# direct wiring l6006c aquastat



## cmac842 (Oct 28, 2007)

I have a dominion #1 coal furnace in my house. At present I have the circulating pump on a plug.when i want the pump on I plug it in.I 
bought a l6006c aquastat an want it to run the circulator only . can somone explain to me how to wire it. stat to pump to plug. if I have posted this question in wrong section please tell me since this is my first time on this site


----------



## North of 60 (Oct 28, 2007)

Hey Cmac I m headin out the door BUT..... Answer these questions and when I get back I can help you or with this info someone else can also before I get back.  The aquastat - do you want the pump to come on on a temp rise or temp fall meaning contacts opening or closing to start or stop the pump?  This will help answer which terminals you will use on your aquastat.  If terminals are labelled RBW or N/O,N/C, C = common you will be breaking one set of wires re: the hot line through your aquastat the white/neutral will stay solid from plug bypassing switch straight to motor.  Your motor should have thermal protection/overload as I do not know what your breaker size is for that plug (probably 15 amps) this will still be safe.  If you want your pump to start on a temp rise depending where your aquastat is set at, use terminals common and normally open or R to B.  If you want your pump to start on a temp fall, use terminals N/C and C or R to W.  The aquastat just breaks your hot line or closes your hot line to start and stop your pump.  Will check in on you later.

N of 60


----------



## cmac842 (Oct 28, 2007)

i would like the pump to start when the temp goes up


----------



## Eric Johnson (Oct 28, 2007)

I answered this in the other forum, but you provided more information here, so follow Northof60's directions as to the proper terminals to connect to. The L6006C is what's known as an SPDT-switched aquastat, which means that it can either make or break the connection on rise, depending on how you connect the wires to the terminals on the aqastat. Here's what I said in the other thread:

The easiest way is to wire it direct. The aquastat is just a switch. Run two black wires into the aquastat and connect them to the terminals. If it has three terminals, figure out which two you’re going to use. If it’s a Honewell, it will tell you which ones on the inside of the cover. “Open” means a broken connection and “closed” means a completed connection.

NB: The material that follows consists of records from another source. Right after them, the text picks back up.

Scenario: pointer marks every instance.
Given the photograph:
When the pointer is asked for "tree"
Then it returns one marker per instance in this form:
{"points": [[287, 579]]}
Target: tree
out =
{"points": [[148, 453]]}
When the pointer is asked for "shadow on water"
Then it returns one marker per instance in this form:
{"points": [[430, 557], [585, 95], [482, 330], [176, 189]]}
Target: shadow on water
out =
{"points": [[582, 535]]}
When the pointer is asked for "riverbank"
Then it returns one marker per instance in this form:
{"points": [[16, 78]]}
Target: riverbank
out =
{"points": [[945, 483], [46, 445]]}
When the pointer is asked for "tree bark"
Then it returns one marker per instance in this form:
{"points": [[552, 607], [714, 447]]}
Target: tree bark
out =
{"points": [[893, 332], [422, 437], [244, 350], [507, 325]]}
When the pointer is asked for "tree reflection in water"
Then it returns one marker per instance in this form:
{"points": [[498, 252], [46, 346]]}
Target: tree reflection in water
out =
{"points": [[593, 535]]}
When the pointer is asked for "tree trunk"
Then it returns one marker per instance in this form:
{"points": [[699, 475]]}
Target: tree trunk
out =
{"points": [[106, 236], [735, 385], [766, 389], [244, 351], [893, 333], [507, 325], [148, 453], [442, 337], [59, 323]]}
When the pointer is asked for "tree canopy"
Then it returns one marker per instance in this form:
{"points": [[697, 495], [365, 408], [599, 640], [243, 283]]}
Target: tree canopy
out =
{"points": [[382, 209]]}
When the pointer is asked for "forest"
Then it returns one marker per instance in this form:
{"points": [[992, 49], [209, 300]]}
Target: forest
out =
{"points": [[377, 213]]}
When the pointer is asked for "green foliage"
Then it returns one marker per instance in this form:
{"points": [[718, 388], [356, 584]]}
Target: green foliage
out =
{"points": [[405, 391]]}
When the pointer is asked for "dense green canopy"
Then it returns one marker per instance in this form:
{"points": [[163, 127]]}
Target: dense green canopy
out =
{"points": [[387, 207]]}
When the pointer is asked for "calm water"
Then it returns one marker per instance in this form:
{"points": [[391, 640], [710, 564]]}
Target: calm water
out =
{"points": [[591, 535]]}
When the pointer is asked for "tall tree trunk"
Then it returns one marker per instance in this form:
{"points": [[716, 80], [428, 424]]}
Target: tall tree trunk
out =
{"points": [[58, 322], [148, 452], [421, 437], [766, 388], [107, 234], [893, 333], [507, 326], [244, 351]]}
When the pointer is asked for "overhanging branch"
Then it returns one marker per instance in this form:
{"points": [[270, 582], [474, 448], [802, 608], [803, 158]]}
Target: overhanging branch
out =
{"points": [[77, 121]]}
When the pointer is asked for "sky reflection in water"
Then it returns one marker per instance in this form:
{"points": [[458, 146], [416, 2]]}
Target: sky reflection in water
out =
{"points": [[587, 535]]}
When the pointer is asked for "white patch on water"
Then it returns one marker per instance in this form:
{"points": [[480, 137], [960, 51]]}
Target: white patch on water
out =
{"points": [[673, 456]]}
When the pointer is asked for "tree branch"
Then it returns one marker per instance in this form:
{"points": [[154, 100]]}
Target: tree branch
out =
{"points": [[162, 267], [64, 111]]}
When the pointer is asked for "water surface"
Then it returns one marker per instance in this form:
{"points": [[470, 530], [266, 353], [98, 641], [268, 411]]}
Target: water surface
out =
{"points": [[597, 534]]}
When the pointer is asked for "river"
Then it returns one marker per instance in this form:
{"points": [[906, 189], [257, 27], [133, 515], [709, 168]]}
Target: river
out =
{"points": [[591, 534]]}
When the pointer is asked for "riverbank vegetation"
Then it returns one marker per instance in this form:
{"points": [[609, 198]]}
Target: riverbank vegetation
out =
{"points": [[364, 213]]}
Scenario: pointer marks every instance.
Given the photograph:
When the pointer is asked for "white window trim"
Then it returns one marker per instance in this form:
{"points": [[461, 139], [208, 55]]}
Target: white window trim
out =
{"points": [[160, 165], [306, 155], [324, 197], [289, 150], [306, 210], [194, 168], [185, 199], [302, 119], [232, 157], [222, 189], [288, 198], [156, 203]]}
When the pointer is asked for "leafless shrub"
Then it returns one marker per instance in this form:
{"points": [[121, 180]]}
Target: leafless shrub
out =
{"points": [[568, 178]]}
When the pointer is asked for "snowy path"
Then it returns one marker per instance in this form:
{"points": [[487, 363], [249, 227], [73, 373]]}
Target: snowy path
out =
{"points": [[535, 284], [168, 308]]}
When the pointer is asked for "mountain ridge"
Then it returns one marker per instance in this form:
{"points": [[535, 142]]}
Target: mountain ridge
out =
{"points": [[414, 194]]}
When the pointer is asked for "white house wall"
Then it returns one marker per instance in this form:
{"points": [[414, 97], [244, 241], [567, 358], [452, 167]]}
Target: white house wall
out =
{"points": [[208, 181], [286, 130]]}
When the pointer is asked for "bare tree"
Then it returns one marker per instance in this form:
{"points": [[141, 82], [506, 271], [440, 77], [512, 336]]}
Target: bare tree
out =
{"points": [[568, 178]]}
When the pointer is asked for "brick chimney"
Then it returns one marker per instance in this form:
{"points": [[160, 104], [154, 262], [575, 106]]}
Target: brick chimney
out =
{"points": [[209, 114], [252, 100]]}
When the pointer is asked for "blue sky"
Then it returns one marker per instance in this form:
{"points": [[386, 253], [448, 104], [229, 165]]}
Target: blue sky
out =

Anyway, I can’t explain it; I had to draw it out. I’m not much of an electrician, but this is the way I do it. I left the ground out, but the ground from the power source connects to the ground terminal on the pump. No ground needed to the aquastat.

You also want to set the differential. Again, on a Honeywell stat, it’s that white wheel with the black numbers on it. I believe they go from 0 to 25, or something in that range. That’s the number of degrees it will swing beyond the setpoint before it makes or breaks the connection again. So, if you want to make the connection at 140 degrees to run the pump and your differential is set to 10, the stat will allow the temp to drop to 130 before it turns the pump off. One more thing to play with.


----------



## cmac842 (Oct 28, 2007)

I have hooked it up and thanks to your help is working perfectly.
thank you very much, I apreciate all your help


----------



## North of 60 (Oct 29, 2007)

cmac842 said:
			
		

> I have hooked it up and thanks to your help is working perfectly.
> thank you very much, I apreciate all your help




    Good for you cmac.  Welcome to the hearth.  Thanks Eric. Nice simple drawing. Wish I could use this computer to its potential. Im
still havin problems downsizing picts to put on this site.  N of 60


----------